A full transcript follows the video.
This video was recorded on Feb. 2, 2018.
Michael Douglass: Let's turn to a couple of other news items. Two -- small is a relative term, I suppose, but, smaller -- banks reported earnings, and we figured we'd hop into those. The first is New York Community Bancorp. This one, New York Community Bancorp has long been a bank that people like, particularly because it has a nearly 5% dividend yield. And frankly, I thought earnings looked pretty good.
Matt Frankel: Yeah, they had a very good quarter. Loans were up 9% year over year, their earnings were up 20%, they actually got a benefit from tax reform, whereas most banks took a big hit. And they clarified their optimism that the key regulatory threshold where a bank become what's called a SIFI, a systemically important financial institution, there's a bill that's going to be voted on that would raise it from $50 billion in assets, which, New York Community Bank is at $49.1 billion, all the way up to $250 billion, which would pretty much get that concern out of the picture for them. Before they were close to the limit, they had an efficiency ratio of about 36%, which is remarkable for a bank. Internet banks generally don't even get that good. And now they're in the 50% range. So, if this passes, it could definitely be a big catalyst going forward. And the fact that the bank seems so optimistic about it, I think investors are definitely taking it as a good sign.

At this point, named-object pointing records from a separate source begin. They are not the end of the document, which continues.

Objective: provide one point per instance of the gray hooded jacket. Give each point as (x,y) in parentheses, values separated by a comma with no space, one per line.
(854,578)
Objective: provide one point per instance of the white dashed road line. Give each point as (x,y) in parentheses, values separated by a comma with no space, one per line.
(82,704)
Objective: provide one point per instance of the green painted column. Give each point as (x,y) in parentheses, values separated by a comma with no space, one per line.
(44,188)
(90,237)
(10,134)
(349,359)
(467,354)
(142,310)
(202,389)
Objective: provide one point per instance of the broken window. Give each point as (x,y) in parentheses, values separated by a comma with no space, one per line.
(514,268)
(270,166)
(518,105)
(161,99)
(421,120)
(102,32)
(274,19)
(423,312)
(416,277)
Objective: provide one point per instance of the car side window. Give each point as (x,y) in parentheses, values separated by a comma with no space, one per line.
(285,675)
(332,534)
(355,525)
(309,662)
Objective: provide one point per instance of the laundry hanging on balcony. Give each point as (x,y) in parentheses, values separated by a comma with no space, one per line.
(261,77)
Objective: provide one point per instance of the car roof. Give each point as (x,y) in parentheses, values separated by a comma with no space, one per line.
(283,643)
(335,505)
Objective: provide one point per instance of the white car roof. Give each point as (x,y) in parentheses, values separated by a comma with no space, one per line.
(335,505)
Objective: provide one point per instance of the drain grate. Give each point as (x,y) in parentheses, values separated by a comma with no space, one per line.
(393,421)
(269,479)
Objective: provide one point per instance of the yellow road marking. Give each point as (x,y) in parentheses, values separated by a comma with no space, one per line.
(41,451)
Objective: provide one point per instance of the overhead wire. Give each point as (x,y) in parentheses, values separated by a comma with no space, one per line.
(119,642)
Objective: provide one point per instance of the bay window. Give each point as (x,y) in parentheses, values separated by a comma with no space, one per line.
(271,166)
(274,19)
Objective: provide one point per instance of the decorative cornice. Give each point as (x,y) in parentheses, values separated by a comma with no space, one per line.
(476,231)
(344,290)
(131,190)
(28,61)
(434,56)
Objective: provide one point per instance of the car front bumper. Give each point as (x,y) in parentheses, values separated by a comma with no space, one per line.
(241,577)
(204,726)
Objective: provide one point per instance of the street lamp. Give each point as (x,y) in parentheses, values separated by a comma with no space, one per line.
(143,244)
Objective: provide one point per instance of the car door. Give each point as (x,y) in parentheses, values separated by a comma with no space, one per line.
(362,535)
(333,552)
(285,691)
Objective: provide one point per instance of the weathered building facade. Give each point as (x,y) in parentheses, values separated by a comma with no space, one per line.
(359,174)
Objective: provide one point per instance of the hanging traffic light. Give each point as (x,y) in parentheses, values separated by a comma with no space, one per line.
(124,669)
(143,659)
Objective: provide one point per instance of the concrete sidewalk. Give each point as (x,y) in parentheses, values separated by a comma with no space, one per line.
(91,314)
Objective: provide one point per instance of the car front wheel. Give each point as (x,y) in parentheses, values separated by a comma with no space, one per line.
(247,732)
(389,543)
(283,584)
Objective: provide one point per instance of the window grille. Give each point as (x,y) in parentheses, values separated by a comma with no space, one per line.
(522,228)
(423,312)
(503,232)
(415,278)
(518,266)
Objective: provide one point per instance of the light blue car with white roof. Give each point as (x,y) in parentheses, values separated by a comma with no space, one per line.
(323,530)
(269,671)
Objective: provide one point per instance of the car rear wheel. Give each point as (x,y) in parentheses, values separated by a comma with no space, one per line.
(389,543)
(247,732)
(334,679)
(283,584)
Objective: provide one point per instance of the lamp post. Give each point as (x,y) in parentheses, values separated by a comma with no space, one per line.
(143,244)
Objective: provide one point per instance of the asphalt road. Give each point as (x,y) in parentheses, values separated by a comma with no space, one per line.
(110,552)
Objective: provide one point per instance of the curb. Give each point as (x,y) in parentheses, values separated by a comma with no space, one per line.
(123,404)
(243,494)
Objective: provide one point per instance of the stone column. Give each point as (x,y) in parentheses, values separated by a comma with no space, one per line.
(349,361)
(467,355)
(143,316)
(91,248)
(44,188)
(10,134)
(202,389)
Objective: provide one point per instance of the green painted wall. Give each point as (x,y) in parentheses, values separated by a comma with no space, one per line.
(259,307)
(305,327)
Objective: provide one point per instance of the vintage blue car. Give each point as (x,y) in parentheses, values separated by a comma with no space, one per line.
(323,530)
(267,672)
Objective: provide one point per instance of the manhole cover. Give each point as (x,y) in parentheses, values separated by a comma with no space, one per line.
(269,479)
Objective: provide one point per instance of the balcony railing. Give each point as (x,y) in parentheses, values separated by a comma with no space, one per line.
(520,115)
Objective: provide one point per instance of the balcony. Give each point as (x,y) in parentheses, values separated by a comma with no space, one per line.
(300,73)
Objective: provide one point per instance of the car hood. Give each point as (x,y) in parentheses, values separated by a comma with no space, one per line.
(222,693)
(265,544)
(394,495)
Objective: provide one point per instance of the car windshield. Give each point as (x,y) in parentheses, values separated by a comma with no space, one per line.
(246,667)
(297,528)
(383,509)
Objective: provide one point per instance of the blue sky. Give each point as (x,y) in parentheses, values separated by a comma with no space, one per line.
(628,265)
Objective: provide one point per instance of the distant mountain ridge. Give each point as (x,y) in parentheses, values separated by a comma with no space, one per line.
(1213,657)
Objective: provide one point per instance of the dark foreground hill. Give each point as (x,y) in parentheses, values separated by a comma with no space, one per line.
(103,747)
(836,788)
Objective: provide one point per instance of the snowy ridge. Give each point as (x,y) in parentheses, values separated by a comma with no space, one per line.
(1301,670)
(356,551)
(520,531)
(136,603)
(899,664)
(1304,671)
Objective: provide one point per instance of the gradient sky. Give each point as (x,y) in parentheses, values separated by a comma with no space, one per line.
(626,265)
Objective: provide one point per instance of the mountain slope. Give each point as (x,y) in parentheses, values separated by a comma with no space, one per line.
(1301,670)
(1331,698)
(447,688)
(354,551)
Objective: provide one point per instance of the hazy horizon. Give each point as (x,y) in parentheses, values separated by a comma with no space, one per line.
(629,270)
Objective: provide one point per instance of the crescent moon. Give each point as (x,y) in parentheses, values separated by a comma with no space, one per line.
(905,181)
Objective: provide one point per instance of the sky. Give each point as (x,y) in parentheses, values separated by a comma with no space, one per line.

Douglass: Yes. And one of the key things we should mention here is, when a bank becomes a SIFI, it triggers a great deal of additional regulatory oversight and compliance. And that costs money and time and effort. New York Community Bancorp, one of the reasons their dividend yield is so high is because they've been deliberately trying to find ways to stay under that $50 billion threshold. So, if the threshold does increase, then suddenly they can take the brakes off of their growth, and continue to reinvest more cash into the business, hopefully give out more loans, all that sort of stuff, so that they can then continue to grow up toward whatever their natural number is. Which is probably not as big as $250 billion, but probably bigger than $50 billion.
Frankel: It's worth mentioning that banks have been on fire over the past year and a half.
Douglass: Oh, yeah.
Frankel: Bank of America more than doubled in price. New York Community has gotten crushed. And one of the biggest reasons is uncertainty about the bank's future. When will they go over the $50 billion cap, what will it mean, is it going to be through an acquisition, is it just going to happen naturally and blindside investors? The big theme here is that some of these questions are finally starting to be answered. And the answer is the best possible scenario, that it might not matter at all.
Douglass: Yeah. A lot of good stuff there. I think, personally, New York Community Bancorp is one of the few smaller banks that I would really consider investing in personally.
Frankel: Yeah, it's one of the few that are actually in my portfolio. I have Bank of America and that one.
Douglass: Nice. And Bank of America is not quite as small. [laughs]
Frankel: No, that's why we say, "relatively small." Compared to Bank of America ...
Douglass: It's tiny.
Frankel: ... it's 2% of its size. But $50 billion of assets is not a tiny bank.
Douglass: Right. What's a few billion dollars between friends?